Чтобы каждый был из нас умытым,
Сытым,
С головы до ног обшитым,
Ты всю жизнь склонялась над корытом,
Над машинкой швейной и плитой.
Всех ты удивляла добротою,
Самой беспросветной темнотою,
Самой ослепительной мечтою…
Нет святых.
Но ты была святой!
Отец вел себя в таких случаях совсем по-другому. Все дни он был на работе, лишь воскресенье – дома. Вот он с утра в воскресенье и говорил первому нз нас, попавшемуся ему на глаза, очень спокойно, никогда не повышая голоса:
– Костя, Петя, Сережа, Коля, принеси дров.
Tот, к кому обращался отец, мгновенно надевал пальто, хватал на ходу веревку, чтобы связать дрова, и кубарем скатывался по лестнице. О каких-то пререканиях не могло быть и речи, хотя отец никогда никого не тронул пальцем. Его слова были для нас законом.
Мать же иногда могла и ремнем стегнуть. А потом сама плакала, показывала на своих ногах огромные, вздувшиеся от неоднократных родов и беготни вены и пугала нас: – Вот лопнут, тогда узнаете, как жить без меня… Еще пожалеете. Мы притихли, расходились по углам. Нам было и страшно, и горько, и совестно.
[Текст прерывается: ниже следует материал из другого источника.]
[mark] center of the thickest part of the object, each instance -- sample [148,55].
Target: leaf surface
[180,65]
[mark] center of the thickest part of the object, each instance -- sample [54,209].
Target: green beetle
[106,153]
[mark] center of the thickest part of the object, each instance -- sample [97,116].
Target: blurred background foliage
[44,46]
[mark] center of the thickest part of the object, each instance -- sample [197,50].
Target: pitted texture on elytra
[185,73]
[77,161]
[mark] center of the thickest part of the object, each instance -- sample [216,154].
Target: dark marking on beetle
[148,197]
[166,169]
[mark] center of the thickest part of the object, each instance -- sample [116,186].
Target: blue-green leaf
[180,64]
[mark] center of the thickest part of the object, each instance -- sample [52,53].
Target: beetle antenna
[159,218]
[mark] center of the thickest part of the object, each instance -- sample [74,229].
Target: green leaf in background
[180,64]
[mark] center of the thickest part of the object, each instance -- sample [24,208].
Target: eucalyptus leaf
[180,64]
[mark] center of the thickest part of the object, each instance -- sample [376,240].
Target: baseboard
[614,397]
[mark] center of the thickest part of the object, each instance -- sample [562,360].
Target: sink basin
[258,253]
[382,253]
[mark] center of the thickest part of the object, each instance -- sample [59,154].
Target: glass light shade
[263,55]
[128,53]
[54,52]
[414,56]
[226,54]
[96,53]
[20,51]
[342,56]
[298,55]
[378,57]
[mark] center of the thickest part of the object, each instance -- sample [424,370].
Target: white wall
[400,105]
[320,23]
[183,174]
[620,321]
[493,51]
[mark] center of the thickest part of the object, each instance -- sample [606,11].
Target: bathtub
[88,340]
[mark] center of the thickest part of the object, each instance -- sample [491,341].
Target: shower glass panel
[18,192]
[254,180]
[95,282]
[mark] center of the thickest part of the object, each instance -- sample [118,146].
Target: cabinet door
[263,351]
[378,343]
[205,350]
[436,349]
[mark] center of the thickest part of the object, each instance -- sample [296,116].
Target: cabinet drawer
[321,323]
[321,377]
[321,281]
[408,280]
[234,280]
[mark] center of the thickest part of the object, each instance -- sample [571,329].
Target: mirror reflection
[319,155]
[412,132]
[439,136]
Когда во время войны я был в армии и мне приходилось мыть в казарме полы, я каждый раз вспоминал эти ужасные вены на ногах матери и думал о своей нечуткости, o своей вине перед ней. Сознание своей вины, к сожалению, приходит к нам с большим запозданием.
Отмечались в нашей семье праздники. Они надолго оставались в памяти. На столе было хорошее угощение — пироги с капустой или рисом, была и колбаса, и шпроты. Приходили гости. В семье пели песни, старинные русские. Отец, например, любил «В последний час разлуки» и «Над серебряной водой, на златом песочке». Вообще у нас в доме любили музыку. Отец даже купил мне гармонь, хотя и подержанную.
Очень большую роль в воспитании наших вкусов играло в ту пору радио. Тогда музыкальные передачи в основном состояли из народной музыки, нередко передавались очень мелодичные неаполитанские песни. Классика. И почти каждую неделю по радио звучала опера. Их транслировали из Большого театра, из театра имени Станиславского и Немировича-Данченко, из существовавшей тогда оперной студии имени Шацкого. Сам Радиокомитет своими силами также ставил многие оперы, в основном те, которые не шли в театрах. Мы всей душой слушали их. Еще с тех пор я помню оперы не только великих композиторов Глюка, Моцарта, Россини, Верди, Бизе, Леонкавалло, Массне, Вагнера, Глинки, Мусоргского, Римского-Корсакова, Чайковского, Бородина, Рахманинова, но и композиторов второго ряда: Направника, Верстовского, Фомина, Серова, Аренского, Флотова…
Думаю, что эти передачи давали нам намного больше. чем дает сейчас наше телевидение, забитое современной эстрадной музыкой, которая ошарашивает своей громкостью, притупляет и даже подавляет чувства и мысли.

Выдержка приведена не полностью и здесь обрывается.